Whey prices also retreated this week. CME spot whey powder slipped 1.5ȼ to 29ȼ. Industry stakeholders continue to report better demand for whey protein concentrates and slower whey output. Nonetheless, the whey market has struggled to find its footing as it digs itself out of the massive stockpile that accumulated this summer.
With both cheese and whey in the red, Class III prices took a sizeable step back. October Class III fell 28ȼ to $16.88 per cwt., a level that is sure to disappoint dairy producers. Operations that depend on Class III revenue are facing the prospect of more red ink, despite falling feed costs.
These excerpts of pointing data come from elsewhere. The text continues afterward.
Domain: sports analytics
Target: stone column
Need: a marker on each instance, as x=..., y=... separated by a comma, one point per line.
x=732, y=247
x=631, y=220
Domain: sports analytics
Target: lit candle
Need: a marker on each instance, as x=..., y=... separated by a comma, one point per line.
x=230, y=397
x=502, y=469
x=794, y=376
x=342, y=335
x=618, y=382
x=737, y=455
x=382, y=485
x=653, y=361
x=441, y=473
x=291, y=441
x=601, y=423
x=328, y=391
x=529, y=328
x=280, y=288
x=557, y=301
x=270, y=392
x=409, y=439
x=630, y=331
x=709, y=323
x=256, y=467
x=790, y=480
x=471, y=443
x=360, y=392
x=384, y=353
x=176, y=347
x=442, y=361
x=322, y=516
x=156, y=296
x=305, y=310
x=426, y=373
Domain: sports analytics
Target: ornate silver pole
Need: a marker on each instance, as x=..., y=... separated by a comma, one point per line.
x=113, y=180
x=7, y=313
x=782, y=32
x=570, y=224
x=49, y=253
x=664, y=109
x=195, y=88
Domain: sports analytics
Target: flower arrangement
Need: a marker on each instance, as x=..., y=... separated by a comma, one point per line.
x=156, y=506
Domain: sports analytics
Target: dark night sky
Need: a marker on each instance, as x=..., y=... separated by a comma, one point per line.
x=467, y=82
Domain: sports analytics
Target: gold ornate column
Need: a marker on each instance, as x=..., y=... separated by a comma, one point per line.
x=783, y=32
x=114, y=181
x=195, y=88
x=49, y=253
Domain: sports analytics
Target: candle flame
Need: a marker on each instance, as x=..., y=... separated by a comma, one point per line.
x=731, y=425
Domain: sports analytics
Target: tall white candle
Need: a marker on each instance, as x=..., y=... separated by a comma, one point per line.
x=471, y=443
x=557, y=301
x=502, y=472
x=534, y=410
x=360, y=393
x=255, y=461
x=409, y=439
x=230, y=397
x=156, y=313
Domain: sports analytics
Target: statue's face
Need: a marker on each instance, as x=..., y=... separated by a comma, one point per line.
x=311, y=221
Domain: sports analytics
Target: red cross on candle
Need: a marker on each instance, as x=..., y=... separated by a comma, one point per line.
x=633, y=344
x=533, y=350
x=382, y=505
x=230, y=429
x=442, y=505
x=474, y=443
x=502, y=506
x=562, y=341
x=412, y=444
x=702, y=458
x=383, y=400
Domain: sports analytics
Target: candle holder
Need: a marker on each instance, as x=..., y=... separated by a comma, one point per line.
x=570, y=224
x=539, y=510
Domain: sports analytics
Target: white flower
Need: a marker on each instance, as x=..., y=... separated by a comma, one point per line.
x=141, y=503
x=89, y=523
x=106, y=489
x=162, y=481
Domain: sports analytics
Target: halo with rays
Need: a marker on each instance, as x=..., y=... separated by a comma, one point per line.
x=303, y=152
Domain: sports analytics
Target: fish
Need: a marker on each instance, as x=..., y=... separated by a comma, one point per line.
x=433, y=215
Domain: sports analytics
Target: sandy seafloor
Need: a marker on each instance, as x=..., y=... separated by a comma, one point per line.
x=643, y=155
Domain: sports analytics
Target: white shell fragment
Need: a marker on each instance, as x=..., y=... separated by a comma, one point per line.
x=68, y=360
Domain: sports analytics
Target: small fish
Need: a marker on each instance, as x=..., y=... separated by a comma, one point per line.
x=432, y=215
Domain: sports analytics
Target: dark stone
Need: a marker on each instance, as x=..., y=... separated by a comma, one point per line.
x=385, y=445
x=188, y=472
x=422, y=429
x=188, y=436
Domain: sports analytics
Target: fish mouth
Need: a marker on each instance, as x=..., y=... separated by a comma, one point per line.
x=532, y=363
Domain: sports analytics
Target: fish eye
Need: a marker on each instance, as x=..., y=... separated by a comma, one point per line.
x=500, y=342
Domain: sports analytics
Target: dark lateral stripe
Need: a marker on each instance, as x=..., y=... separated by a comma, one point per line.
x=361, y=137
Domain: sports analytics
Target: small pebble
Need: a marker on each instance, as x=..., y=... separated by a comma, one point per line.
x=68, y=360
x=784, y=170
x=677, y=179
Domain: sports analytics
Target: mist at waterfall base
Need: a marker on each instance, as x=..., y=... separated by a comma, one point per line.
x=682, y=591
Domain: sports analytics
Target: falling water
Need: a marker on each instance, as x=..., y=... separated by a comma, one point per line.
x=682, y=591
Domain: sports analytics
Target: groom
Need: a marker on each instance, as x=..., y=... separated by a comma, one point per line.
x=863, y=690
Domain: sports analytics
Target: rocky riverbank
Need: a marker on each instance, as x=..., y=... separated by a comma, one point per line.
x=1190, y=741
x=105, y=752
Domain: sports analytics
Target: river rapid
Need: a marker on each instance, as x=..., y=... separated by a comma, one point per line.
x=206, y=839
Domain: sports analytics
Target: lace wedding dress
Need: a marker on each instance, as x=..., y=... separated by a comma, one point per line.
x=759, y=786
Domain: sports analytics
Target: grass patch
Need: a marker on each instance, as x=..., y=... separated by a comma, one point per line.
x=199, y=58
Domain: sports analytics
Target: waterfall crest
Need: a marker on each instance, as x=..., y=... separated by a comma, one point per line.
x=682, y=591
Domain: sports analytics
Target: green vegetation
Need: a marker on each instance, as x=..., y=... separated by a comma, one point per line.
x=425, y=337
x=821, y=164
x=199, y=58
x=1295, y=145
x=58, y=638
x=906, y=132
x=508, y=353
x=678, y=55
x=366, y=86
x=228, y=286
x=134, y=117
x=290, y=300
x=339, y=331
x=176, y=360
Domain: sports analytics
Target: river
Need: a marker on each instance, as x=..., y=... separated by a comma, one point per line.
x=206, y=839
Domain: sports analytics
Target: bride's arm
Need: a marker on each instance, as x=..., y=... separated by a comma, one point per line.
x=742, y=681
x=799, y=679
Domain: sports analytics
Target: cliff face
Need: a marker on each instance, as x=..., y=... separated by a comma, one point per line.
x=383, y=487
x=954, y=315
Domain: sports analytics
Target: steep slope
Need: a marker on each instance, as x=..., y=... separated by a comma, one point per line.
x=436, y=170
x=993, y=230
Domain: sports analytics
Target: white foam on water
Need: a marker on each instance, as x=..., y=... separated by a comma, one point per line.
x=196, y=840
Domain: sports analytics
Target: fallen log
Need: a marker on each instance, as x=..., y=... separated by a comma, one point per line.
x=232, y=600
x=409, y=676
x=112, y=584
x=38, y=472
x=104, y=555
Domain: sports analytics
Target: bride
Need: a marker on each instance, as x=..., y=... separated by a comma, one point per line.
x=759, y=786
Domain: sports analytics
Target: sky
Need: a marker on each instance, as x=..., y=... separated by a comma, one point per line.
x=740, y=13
Corn futures spent much of the week moving higher, but they fell back Friday with a little help from the latest USDA data. The agency reported lower September 1 corn stocks than the trade had expected, which should have invigorated the bulls. But USDA also called for a surprisingly large 2023 wheat crop. December wheat futures dropped hard, and corn followed them lower. December corn futures settled today at $4.7675 per bushel, down just a half-cent from last Friday.
USDA unexpectedly raised its estimate of September 1 soybean inventories, dragging the soy complex deeper into the red. November soybeans closed at $12.75, down another 21.25ȼ this week. December soybean meal settled at $381.20 per ton, down $4.60 from last Friday.